茶封筒には小さな指紋が多数付いていて、クラスメイトたちの手紙から採取した指紋と照合した結果、五名の児童の指紋と一致した。
一方、中に入っていた手紙には指紋が付いていなかった。白川は次の方針を決める前に、改めて俺に意見を求めた。
「前回一は、茶封筒についた指紋を覆い隠すために、他のクラスメイトたちに封筒を触らせたんじゃないかと言ったわね。自信が無さそうに」
「あれは茶封筒が封筒に指紋を付けてしまった場合の仮定で話した。その仮定が正しいとすれば、指紋を付けた五人の中に茶封筒がいるという事になる」
俺は白川の用意していた缶コーヒーを開けて、喉を潤した。白川は頷き、腕を組み目線で俺に続きを促した。
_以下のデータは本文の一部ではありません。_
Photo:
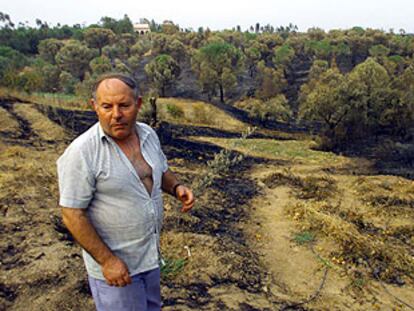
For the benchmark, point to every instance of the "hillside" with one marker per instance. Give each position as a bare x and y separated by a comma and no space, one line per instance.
285,228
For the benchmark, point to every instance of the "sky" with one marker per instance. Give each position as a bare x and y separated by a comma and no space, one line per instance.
222,14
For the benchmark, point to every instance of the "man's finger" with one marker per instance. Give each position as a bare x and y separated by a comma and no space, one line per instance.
127,279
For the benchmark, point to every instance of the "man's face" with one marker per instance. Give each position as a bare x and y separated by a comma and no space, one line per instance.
116,108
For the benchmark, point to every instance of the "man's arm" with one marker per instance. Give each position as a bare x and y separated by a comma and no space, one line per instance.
171,185
114,269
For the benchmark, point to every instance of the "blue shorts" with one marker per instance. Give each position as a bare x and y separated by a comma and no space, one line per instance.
142,295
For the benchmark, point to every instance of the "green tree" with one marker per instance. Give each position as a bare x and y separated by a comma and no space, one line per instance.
162,71
283,55
74,57
326,102
271,81
369,96
123,25
98,38
217,65
379,51
67,82
252,57
273,109
100,65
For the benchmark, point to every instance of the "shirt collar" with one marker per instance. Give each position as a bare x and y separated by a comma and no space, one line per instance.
142,131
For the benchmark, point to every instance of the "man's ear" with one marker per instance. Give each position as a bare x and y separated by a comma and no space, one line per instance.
92,103
139,102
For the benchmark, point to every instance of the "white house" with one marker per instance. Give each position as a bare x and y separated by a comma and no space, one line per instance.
142,29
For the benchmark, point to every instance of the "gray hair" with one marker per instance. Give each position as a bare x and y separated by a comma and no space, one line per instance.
127,79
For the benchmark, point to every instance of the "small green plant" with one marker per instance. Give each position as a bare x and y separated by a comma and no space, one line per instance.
171,267
304,237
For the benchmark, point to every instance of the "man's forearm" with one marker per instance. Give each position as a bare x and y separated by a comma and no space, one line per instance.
85,234
169,181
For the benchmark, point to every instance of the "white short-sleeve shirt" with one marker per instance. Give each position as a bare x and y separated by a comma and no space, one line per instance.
94,174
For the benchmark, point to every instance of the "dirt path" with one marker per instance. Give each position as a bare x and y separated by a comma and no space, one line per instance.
300,272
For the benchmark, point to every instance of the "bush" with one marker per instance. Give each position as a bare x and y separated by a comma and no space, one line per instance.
274,109
175,111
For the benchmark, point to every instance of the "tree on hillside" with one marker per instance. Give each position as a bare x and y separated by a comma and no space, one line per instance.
273,109
326,101
162,71
401,115
98,38
283,55
100,65
369,95
74,57
123,25
271,81
252,57
217,65
48,49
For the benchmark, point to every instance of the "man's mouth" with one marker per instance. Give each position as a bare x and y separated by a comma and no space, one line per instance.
118,125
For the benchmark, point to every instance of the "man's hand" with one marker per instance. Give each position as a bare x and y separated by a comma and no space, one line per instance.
185,195
116,272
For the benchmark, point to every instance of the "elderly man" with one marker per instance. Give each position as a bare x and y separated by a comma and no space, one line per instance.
110,182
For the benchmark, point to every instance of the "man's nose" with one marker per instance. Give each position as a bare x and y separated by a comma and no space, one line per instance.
117,114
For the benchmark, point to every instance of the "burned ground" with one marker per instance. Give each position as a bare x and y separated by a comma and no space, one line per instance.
251,240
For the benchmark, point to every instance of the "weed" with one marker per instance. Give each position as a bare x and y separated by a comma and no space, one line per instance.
175,111
310,187
171,267
304,237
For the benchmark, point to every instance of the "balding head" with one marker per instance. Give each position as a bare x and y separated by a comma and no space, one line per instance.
123,78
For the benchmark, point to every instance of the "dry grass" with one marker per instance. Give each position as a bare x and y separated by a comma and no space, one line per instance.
198,113
53,99
372,254
41,125
308,187
8,124
26,178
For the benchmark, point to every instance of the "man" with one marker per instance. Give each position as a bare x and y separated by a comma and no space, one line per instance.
110,182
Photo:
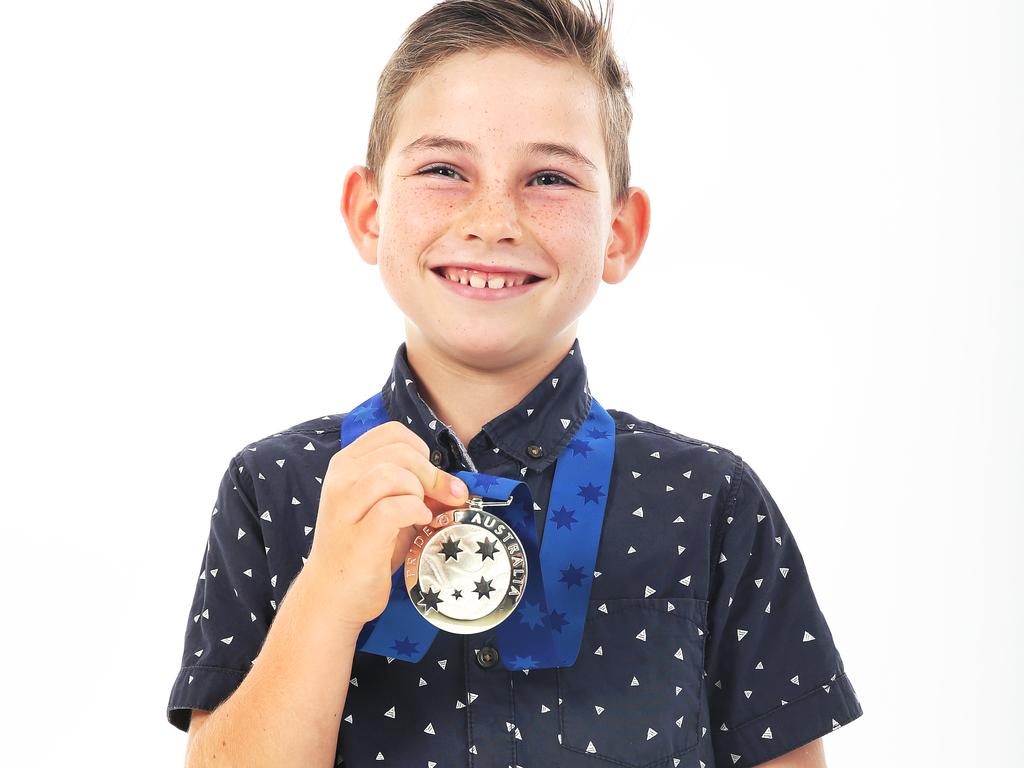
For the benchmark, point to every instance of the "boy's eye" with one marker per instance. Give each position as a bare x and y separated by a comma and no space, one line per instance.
560,179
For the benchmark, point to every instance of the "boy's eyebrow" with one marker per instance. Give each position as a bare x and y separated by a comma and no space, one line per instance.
565,152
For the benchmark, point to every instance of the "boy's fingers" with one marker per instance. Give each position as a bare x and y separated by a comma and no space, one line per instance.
448,487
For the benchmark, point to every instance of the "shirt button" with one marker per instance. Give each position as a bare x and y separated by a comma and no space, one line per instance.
486,656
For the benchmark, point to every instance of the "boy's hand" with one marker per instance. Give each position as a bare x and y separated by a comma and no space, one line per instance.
377,489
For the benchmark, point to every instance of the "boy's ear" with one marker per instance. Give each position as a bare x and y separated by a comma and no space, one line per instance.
629,232
358,206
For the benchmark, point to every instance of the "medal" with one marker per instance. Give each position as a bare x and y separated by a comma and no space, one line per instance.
466,571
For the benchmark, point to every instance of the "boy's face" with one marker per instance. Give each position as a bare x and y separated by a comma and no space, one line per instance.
502,207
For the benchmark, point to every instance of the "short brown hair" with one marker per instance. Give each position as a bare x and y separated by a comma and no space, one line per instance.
556,29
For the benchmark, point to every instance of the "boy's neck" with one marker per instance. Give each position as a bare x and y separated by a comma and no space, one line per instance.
467,395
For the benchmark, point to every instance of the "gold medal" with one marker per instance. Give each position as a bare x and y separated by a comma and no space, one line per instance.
466,571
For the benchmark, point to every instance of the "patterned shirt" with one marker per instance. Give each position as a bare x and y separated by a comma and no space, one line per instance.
702,645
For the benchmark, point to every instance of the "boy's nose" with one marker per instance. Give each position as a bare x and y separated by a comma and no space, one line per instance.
493,217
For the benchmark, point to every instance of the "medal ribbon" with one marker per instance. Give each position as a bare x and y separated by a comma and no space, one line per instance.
546,628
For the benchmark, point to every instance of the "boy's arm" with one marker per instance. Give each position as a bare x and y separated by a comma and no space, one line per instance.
288,710
808,756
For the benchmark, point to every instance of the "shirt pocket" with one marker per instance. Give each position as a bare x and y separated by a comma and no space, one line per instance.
634,695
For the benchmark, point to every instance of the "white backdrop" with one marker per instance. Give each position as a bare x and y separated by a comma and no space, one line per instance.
837,193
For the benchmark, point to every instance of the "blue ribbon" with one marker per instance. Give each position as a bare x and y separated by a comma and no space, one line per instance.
546,628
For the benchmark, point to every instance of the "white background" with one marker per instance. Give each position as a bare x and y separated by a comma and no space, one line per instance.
832,288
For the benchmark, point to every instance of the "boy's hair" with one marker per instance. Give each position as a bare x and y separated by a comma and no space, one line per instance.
556,29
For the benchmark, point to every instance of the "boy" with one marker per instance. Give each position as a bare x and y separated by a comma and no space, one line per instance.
496,201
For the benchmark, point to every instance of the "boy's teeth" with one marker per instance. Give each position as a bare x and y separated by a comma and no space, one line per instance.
481,280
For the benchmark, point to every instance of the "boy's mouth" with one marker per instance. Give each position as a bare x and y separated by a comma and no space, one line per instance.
491,280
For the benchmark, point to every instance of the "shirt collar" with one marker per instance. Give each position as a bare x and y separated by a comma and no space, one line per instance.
534,432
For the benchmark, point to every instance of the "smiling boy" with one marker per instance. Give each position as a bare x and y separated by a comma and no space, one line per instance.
495,202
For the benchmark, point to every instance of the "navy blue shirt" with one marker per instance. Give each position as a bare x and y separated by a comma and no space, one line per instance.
704,643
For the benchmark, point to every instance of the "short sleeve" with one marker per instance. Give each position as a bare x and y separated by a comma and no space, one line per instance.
774,676
232,606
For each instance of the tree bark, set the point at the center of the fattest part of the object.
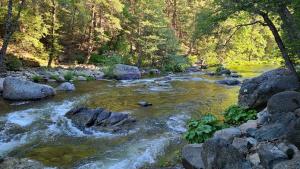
(10, 27)
(280, 43)
(90, 36)
(52, 45)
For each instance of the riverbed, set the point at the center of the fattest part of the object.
(39, 131)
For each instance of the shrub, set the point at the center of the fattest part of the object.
(203, 129)
(175, 63)
(69, 76)
(13, 63)
(236, 115)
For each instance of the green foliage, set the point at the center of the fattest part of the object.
(105, 60)
(37, 79)
(69, 76)
(236, 115)
(176, 63)
(203, 129)
(13, 63)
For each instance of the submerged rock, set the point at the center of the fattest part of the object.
(219, 153)
(126, 72)
(1, 84)
(191, 156)
(228, 134)
(99, 119)
(17, 89)
(255, 92)
(67, 86)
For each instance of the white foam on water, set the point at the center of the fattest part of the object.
(177, 123)
(144, 151)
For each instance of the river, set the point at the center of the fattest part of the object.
(39, 131)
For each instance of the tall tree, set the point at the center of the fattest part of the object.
(10, 27)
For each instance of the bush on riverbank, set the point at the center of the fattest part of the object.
(203, 129)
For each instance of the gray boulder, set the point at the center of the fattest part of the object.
(67, 86)
(17, 89)
(99, 119)
(228, 134)
(13, 163)
(287, 101)
(270, 155)
(191, 156)
(219, 153)
(229, 82)
(255, 92)
(125, 72)
(289, 164)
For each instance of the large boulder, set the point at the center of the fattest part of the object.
(279, 126)
(191, 156)
(219, 153)
(255, 92)
(282, 102)
(289, 164)
(17, 89)
(125, 72)
(228, 133)
(99, 119)
(229, 82)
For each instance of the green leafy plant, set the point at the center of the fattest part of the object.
(203, 129)
(13, 63)
(236, 115)
(37, 78)
(69, 76)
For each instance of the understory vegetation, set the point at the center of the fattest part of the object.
(203, 129)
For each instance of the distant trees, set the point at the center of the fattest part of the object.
(152, 32)
(10, 27)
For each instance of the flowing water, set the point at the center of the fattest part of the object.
(39, 130)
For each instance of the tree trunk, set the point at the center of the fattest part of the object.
(10, 27)
(280, 43)
(52, 45)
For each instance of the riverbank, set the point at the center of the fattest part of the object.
(270, 141)
(156, 135)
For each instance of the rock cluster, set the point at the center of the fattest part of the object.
(18, 89)
(270, 142)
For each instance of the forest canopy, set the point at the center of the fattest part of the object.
(169, 34)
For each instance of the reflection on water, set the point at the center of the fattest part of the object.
(40, 131)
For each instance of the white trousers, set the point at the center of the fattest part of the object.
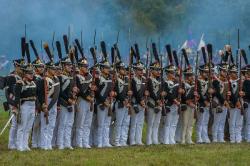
(36, 131)
(121, 126)
(136, 126)
(83, 120)
(66, 120)
(235, 125)
(187, 118)
(12, 134)
(48, 129)
(103, 126)
(153, 121)
(202, 126)
(27, 112)
(219, 125)
(170, 124)
(247, 123)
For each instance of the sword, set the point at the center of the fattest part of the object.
(6, 125)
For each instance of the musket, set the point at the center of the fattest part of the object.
(34, 49)
(131, 55)
(180, 78)
(161, 85)
(210, 51)
(46, 90)
(147, 72)
(59, 50)
(93, 53)
(79, 47)
(66, 43)
(23, 42)
(196, 80)
(52, 43)
(241, 53)
(73, 57)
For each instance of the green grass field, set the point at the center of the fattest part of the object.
(212, 154)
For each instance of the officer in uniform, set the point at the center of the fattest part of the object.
(154, 104)
(220, 103)
(9, 93)
(235, 113)
(139, 100)
(104, 103)
(67, 99)
(188, 107)
(36, 130)
(84, 115)
(245, 89)
(203, 112)
(25, 97)
(122, 106)
(171, 118)
(49, 113)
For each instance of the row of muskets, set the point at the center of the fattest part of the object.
(180, 59)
「俺は手紙に指紋を付けなかった茶封筒が、そんなへまをするはずがないと思い直した。茶封筒に五人の指紋を付けさせたのは、タイムカプセルに入れるもっと以前に、別の方法で付けさせたんじゃないかと思った」
「当然、やって見せてくれるわよね?」
白川は訝し気な眼差しで俺を眺めた。
俺は手をセーターの袖で隠して、鞄から茶封筒を取り出した。
「封筒の中にチョコレートが入っているから、好きなのを食べていい」
受け取った白川は、茶封筒の中からフィルムに包まれた一口チョコを取り出した。
「なるほど。受け取った人の意識はチョコレートに向けられて、手渡した人の手元や封筒には意識が向かない」
「茶封筒は一人一人に渡したか、五人に回して渡したか分からないけど、同じような方法で指紋を付けさせて茶封筒を回収した可能性もある。だとすれば、指紋を付けた五人の中に茶封筒はいない」
白川は一口チョコを口に放り込んだ後、床に置いていた茶封筒の候補者の一覧表に目を通した。
「以前に絞った茶封筒の候補者は、海野洋、桐島努、林亜弓、村山明、矢口進、渡辺凛の六人。桐島努と渡辺凛の二人は、青いチェックとダブってる」
白川はクラスメイトの一覧表に、赤いボールペンでチェックを入れた。俺も同じように、呼ばれた名前に赤でチェックを入れた。
「桐島努は既にいないが事故の可能性もある。今の段階で、まだ候補からは外せない。青と赤のチェックを入れたクラスメイト。安藤芹、海野洋、木田恵、桐島努、林亜弓、村山明、根本遥、矢口進、渡辺凛の九人に絞って次の検証に駒を進める。それでどうだ?」
白川は納得した顔をして、封筒のチョコレートを鷲づかみにして次々と口に入れた。
「なかなか美味しい。どこで買ったの?」
「家の近くの生協。お土産にまた買ってこようか?」
「約束よ。経費に入れておいて」
白川は本棚の左下隅に手を伸ばし、卒業アルバムを取り出してテーブルの上で広げた。
学校紹介のページの後に、卒業生の各クラスの集合写真と小グループに分かれてスナップ写真が見開きで載せられていた。
「私のクラスは六年二組。三年経つと顔も髪型も体つきも結構変わってしまう。参考になるか分からないけど、候補者の雰囲気だけでも知っておいて」
白川は候補者の名前と顔写真を俺に説明していったが、あまり耳に入らなかった。
俺は後列に佇む、人を寄せ付けないような冷たい顔の少女から目を離す事が出来なかった。